For Waad Zafer Hassan, the pen really is mightier than the sword. Originally from al Khalsa, Palestine, Waad has been accepted to the Manhattanville College, English Literature Program  on a full scholarship from the Daughter’s for Life Foundation. To Waad, education is the only weapon she has in hand, and after hearing about the DFL, she was not only proud to hear that the founder was from Palestine as well, but that she would be able to attain her long time dream of being a writer. “It was great news to me to see a Palestinian accomplish so much and with such a pure cause in mind.”

“The scholarship sounded too good to be true! Not only does it cover my education but it also has this ideal goal that is in sync with what I hope to do one day.”  Waad said. “I was ecstatic that such a prestigious and meaningful scholarship would be handed to me. A sense of relief was the first thing I felt when I heard the news. I am pretty proud of myself when I say I am a DFL scholar.” She added.

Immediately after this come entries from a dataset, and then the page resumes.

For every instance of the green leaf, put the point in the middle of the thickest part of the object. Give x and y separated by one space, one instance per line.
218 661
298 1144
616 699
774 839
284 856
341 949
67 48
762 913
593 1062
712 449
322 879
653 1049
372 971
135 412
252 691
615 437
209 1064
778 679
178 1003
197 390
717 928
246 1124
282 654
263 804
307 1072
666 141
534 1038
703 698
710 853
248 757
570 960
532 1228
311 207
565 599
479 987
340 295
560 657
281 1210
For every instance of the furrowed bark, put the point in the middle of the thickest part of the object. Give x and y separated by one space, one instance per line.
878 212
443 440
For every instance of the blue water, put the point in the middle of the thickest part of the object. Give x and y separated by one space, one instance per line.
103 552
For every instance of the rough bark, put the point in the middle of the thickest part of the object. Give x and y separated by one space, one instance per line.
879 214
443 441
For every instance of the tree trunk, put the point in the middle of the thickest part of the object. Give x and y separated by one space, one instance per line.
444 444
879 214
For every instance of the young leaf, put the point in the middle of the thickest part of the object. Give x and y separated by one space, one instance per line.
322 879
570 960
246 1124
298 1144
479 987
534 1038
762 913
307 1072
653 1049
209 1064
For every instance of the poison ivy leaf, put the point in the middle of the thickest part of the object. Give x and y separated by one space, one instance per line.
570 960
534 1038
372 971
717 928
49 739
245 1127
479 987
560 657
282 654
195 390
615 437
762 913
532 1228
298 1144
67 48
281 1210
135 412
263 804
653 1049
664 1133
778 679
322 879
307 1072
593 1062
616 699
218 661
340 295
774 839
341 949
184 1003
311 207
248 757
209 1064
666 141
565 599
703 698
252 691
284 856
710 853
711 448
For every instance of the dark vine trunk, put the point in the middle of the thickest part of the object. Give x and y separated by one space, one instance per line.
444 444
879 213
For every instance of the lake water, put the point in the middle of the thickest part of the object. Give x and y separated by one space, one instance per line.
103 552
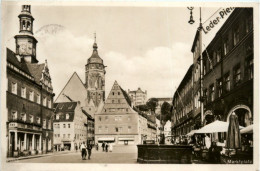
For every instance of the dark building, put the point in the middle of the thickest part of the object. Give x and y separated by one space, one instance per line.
227 73
29 95
182 121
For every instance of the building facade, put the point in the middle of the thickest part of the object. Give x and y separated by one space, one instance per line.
118 122
138 97
72 126
228 73
29 95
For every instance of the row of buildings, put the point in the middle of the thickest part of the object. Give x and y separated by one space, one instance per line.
227 78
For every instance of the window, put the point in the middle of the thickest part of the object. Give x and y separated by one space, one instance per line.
31 95
129 128
44 101
236 35
23 117
49 103
227 82
14 115
237 75
31 118
249 23
226 46
212 93
38 120
219 85
38 99
218 54
23 92
49 124
67 116
14 88
250 69
44 123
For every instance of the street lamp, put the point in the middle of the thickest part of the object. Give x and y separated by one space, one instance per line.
191 21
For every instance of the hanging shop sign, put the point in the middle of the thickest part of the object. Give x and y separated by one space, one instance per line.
222 14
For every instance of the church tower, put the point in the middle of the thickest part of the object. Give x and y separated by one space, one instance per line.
25 41
95 77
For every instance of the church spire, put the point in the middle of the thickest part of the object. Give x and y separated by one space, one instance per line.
95 42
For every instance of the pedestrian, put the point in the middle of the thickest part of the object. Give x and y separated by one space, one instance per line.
89 148
83 151
106 145
110 147
103 146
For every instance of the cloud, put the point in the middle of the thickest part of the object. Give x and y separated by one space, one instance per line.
159 70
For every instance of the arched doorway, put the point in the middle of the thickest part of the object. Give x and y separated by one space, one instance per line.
243 113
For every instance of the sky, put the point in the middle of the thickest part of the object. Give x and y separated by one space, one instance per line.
142 46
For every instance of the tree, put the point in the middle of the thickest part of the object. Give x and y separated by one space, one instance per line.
152 104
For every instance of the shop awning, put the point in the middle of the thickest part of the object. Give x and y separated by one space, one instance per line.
106 139
192 132
126 139
217 126
247 130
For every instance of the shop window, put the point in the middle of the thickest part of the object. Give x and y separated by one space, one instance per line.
236 35
14 88
212 92
23 92
38 120
250 69
237 75
31 94
219 85
14 115
38 99
226 46
23 117
227 82
31 118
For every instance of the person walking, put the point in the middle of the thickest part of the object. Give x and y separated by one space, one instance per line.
103 146
89 148
106 147
83 151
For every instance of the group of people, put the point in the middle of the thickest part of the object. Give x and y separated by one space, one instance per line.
106 146
84 148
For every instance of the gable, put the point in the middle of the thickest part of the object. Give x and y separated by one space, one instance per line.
74 89
117 102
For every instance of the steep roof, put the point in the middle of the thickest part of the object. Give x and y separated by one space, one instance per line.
11 58
36 71
74 89
63 109
117 101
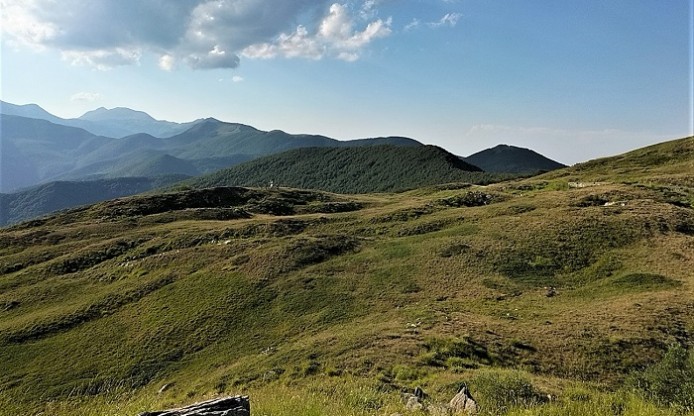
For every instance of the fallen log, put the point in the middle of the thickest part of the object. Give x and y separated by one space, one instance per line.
226 406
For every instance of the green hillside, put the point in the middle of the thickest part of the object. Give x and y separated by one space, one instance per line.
545 298
351 170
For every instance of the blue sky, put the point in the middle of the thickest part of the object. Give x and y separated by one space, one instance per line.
573 80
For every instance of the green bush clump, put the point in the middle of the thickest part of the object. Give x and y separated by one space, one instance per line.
498 392
669 382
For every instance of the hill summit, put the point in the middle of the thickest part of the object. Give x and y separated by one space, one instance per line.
512 159
384 168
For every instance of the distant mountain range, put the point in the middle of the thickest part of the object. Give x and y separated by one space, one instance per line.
116 123
37 151
55 196
511 159
104 146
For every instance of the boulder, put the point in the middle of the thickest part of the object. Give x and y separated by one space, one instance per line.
463 403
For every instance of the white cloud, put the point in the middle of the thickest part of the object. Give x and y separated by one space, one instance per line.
85 97
200 33
166 62
414 24
336 36
103 59
449 19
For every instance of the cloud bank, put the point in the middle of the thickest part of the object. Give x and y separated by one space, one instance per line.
201 34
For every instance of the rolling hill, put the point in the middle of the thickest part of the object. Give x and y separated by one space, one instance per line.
544 297
350 170
510 159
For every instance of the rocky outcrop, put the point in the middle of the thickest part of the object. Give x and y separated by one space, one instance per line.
463 403
227 406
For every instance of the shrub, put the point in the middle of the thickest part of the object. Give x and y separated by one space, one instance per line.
669 382
498 392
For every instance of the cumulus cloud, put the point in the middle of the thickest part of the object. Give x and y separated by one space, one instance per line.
85 97
336 36
449 19
202 34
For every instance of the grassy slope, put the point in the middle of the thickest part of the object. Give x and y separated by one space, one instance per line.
351 170
339 302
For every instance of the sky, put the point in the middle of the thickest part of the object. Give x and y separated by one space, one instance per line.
573 80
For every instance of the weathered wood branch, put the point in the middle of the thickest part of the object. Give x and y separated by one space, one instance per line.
227 406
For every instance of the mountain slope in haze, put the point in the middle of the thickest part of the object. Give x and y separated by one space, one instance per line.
511 159
116 123
130 122
350 170
55 196
40 151
316 303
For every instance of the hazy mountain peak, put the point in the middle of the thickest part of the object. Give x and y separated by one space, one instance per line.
117 113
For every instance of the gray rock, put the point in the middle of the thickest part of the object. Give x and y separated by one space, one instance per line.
227 406
463 403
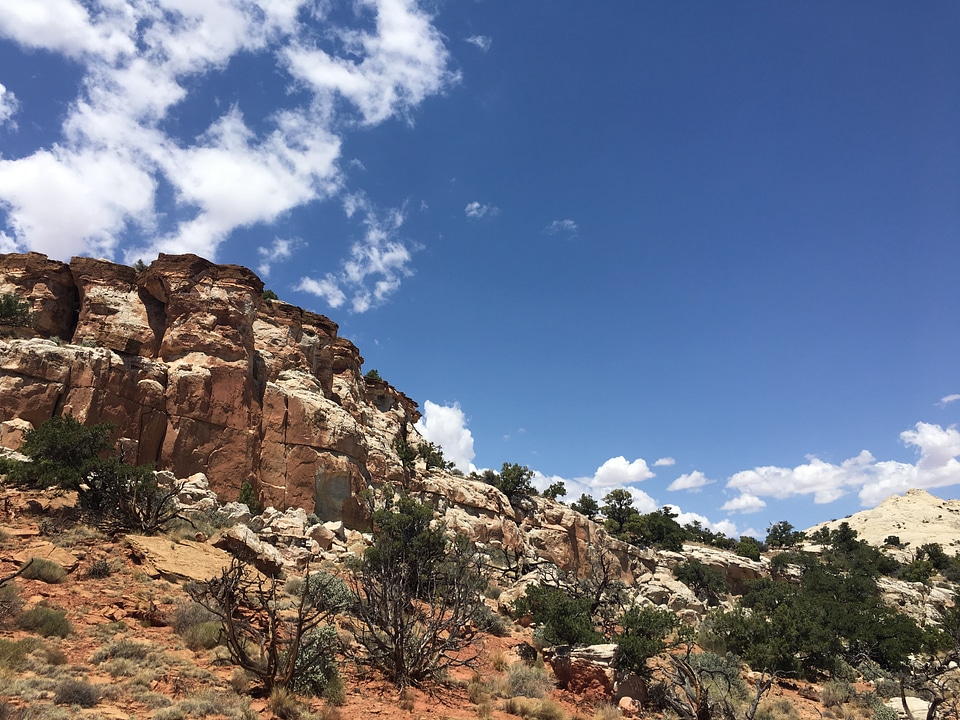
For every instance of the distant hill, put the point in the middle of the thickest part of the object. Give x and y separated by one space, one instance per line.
916 517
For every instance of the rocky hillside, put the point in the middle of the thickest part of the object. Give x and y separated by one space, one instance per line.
916 518
198 372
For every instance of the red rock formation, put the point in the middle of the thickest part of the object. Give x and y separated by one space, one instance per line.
199 373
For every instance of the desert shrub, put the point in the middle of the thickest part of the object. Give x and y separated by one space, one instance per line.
642 636
275 644
284 704
14 311
13 654
886 688
120 498
417 594
45 620
315 672
126 649
60 451
199 628
526 680
837 692
606 711
44 570
492 622
882 712
561 618
533 709
776 710
76 692
10 602
99 569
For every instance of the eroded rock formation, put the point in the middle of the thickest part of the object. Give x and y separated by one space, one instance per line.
199 373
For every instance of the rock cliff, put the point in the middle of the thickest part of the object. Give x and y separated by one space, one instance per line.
198 372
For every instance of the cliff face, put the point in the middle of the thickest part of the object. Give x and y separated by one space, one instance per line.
199 373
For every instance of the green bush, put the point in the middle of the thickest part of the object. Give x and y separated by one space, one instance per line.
60 449
14 311
44 570
526 680
837 692
46 621
13 654
561 619
120 498
642 637
10 602
316 670
126 649
199 628
76 692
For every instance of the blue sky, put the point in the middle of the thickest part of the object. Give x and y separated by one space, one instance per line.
708 251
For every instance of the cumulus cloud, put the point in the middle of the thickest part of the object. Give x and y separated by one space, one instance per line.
281 249
690 481
446 425
937 466
746 503
475 210
8 107
481 41
141 63
727 527
376 265
562 227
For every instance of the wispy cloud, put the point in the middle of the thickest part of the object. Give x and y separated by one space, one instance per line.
376 265
937 466
481 41
281 249
690 481
476 211
745 503
562 227
140 65
8 108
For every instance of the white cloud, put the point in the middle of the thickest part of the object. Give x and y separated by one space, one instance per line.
618 471
481 41
565 227
8 107
874 480
746 503
446 425
690 481
281 249
377 263
476 211
727 527
141 62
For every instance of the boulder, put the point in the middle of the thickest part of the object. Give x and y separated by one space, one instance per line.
241 542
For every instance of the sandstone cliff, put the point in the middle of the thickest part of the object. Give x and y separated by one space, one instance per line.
199 373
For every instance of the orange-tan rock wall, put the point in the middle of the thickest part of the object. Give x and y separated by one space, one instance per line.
200 374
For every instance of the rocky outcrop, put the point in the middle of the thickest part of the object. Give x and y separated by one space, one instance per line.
199 373
916 518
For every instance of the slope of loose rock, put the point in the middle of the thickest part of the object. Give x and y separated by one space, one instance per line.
916 517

Growing up in Lebanon with her two younger siblings, Waad found solace in books. “I think literature has a way of building a new world for everyone and that is magical. I literally spent my childhood in the library next to my house!” Waad’s passion for books leads her to writing, and she has competed in several translation and story-writing competitions.  She currently has over 60 poems posted online.

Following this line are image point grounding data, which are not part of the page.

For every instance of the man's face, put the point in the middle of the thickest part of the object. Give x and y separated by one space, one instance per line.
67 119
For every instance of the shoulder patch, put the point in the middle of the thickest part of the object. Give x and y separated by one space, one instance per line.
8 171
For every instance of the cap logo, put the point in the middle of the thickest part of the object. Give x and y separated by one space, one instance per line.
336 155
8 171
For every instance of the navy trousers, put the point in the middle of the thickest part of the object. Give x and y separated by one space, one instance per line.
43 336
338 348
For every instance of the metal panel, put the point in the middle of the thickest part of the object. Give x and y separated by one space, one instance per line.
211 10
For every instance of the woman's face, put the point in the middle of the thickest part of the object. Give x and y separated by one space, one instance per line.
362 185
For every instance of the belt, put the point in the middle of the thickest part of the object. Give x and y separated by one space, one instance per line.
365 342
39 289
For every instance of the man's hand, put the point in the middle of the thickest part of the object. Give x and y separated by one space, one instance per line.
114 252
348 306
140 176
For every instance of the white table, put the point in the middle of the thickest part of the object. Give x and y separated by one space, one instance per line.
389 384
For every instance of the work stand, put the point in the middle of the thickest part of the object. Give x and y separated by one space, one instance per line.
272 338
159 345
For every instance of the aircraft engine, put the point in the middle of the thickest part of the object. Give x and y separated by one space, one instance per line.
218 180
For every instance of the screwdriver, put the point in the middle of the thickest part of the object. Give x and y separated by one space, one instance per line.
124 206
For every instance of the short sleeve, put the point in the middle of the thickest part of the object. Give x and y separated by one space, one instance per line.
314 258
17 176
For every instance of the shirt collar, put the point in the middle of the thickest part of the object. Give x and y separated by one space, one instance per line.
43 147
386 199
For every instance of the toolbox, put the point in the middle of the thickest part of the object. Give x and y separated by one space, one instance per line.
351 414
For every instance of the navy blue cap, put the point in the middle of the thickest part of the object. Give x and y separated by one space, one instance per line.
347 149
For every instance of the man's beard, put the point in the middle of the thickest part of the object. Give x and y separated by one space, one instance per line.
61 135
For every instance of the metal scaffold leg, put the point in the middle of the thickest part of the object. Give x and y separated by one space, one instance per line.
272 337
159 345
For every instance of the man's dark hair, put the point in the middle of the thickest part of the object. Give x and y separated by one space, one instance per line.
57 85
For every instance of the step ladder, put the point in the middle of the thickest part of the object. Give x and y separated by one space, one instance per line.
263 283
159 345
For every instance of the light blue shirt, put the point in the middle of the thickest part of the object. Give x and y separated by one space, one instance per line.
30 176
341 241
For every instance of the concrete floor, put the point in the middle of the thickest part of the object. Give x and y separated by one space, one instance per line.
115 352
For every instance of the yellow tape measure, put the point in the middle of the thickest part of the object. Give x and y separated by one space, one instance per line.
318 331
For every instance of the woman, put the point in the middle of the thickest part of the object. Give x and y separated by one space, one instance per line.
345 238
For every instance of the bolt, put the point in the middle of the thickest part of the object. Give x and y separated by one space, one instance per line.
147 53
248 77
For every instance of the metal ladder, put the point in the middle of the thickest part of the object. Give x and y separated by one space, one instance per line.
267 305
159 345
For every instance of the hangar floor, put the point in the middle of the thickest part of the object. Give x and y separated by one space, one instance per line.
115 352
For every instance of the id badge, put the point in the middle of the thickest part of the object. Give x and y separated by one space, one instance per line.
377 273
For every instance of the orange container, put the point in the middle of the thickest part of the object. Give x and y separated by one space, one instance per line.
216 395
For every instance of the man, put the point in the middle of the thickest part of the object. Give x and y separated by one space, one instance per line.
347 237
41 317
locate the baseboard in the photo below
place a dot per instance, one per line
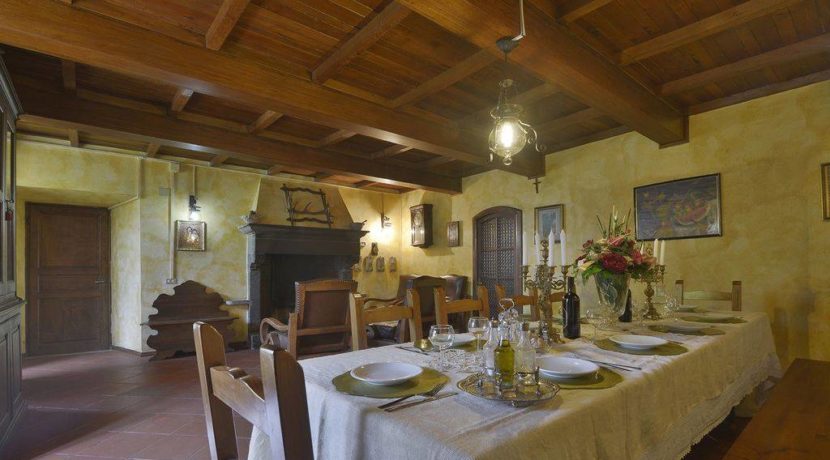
(142, 354)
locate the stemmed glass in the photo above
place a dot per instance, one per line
(441, 337)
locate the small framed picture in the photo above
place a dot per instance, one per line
(190, 235)
(454, 233)
(549, 218)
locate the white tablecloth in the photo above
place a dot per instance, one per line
(656, 413)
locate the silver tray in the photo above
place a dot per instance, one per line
(545, 391)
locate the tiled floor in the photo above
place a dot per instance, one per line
(115, 405)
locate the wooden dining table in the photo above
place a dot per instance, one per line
(657, 412)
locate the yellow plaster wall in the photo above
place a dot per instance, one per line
(768, 152)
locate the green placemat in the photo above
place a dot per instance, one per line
(669, 349)
(707, 331)
(703, 319)
(345, 383)
(605, 378)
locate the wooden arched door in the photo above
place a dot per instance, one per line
(497, 255)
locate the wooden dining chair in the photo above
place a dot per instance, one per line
(276, 404)
(720, 296)
(320, 322)
(444, 307)
(363, 317)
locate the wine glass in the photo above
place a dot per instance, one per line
(477, 325)
(441, 337)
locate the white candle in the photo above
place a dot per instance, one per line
(551, 242)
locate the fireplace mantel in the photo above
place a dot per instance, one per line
(334, 251)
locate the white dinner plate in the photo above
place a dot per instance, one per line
(386, 373)
(684, 326)
(637, 342)
(566, 368)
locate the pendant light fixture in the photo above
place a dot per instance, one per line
(510, 134)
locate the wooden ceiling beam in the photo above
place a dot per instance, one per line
(40, 25)
(70, 112)
(789, 53)
(385, 21)
(551, 52)
(69, 75)
(728, 19)
(449, 77)
(223, 23)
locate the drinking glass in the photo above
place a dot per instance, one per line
(477, 325)
(441, 337)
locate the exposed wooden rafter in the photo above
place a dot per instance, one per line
(69, 112)
(719, 22)
(798, 50)
(562, 60)
(386, 20)
(224, 22)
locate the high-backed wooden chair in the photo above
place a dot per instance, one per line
(734, 297)
(320, 322)
(362, 317)
(444, 307)
(276, 404)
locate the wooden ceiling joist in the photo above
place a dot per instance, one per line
(798, 50)
(39, 25)
(70, 112)
(553, 53)
(711, 25)
(447, 78)
(69, 75)
(224, 22)
(386, 20)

Being actively involved in social work as a child, Waad volunteered as an English instructor and taught basic language skills and poetry to Palestinian and Syrian children living in Palestinian camps in Lebanon. Apart from reading and writing, Waad enjoys down time with her friends, swimming and listening to music.

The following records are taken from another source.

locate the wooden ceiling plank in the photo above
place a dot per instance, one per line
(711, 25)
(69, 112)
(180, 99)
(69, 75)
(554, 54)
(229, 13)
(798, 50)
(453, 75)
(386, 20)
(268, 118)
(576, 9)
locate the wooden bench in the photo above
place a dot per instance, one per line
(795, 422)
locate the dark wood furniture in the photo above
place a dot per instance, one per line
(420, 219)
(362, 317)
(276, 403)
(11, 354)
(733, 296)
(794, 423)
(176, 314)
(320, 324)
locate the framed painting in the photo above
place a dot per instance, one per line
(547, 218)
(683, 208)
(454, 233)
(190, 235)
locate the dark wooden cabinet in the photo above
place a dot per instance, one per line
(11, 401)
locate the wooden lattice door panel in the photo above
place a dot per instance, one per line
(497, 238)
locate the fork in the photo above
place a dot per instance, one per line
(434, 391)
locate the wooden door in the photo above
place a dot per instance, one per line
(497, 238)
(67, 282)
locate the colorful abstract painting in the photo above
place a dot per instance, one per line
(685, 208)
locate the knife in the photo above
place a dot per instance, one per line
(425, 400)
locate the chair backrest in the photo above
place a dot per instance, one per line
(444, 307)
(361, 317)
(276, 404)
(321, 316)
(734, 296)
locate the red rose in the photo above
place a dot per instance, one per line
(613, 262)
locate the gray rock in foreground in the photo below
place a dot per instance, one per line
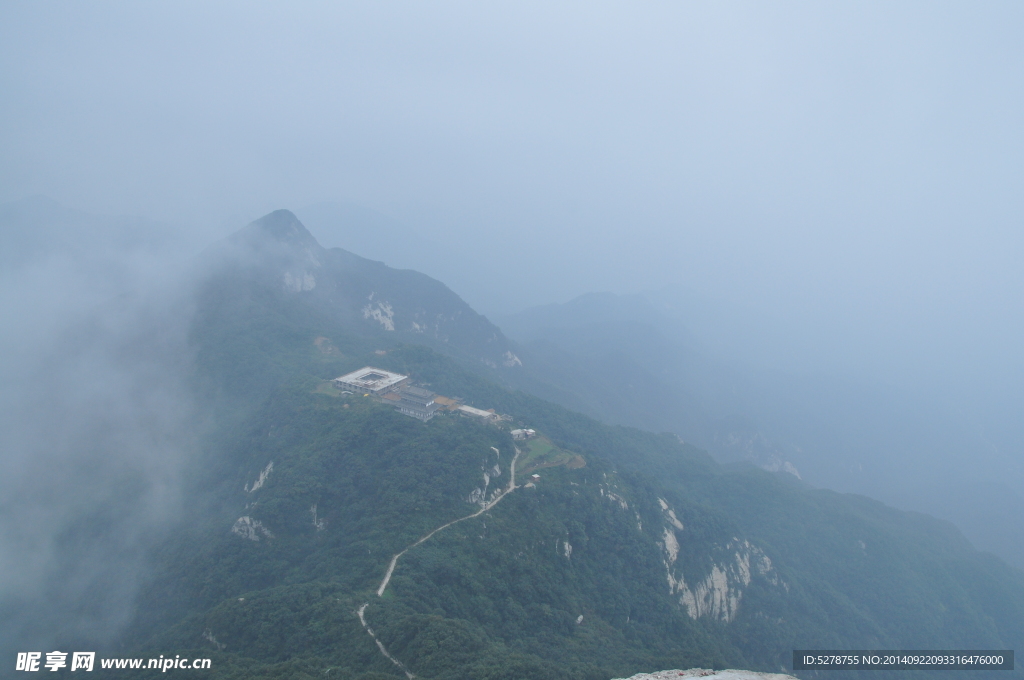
(730, 674)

Waad was also very involved in her school’s extracurricular activities. She cites her work with the Model United Nations as the highlight of her high school career. “I loved this experience because it not only helped me stand in front of a crowd and gain public speaking skills, but to grow as a person.”

Waad believes everyone in the Middle East should aim to contribute to the development of the society, and that women specifically should contribute to the positive upbringing of future generations. Waad says she was raised to be aware of the situation around her, citing the lack of social and educational efforts for women and girls as one of her primary motives to apply to this scholarship. “The educational opportunity this scholarship offers will allow me to be a role model for the upcoming generations,” said Waad.

The last two weeks before departing to US were so overwhelming to Waad; it made the whole thing real and added the pressure of responsibility to the ongoing excitement. Arriving to campus was a sword with two edges for her, leaving home was never easy but it also meant the start of her journey in Manhattanville College. “I have a lot to accomplish and a message to pass” Waad concluded her talk.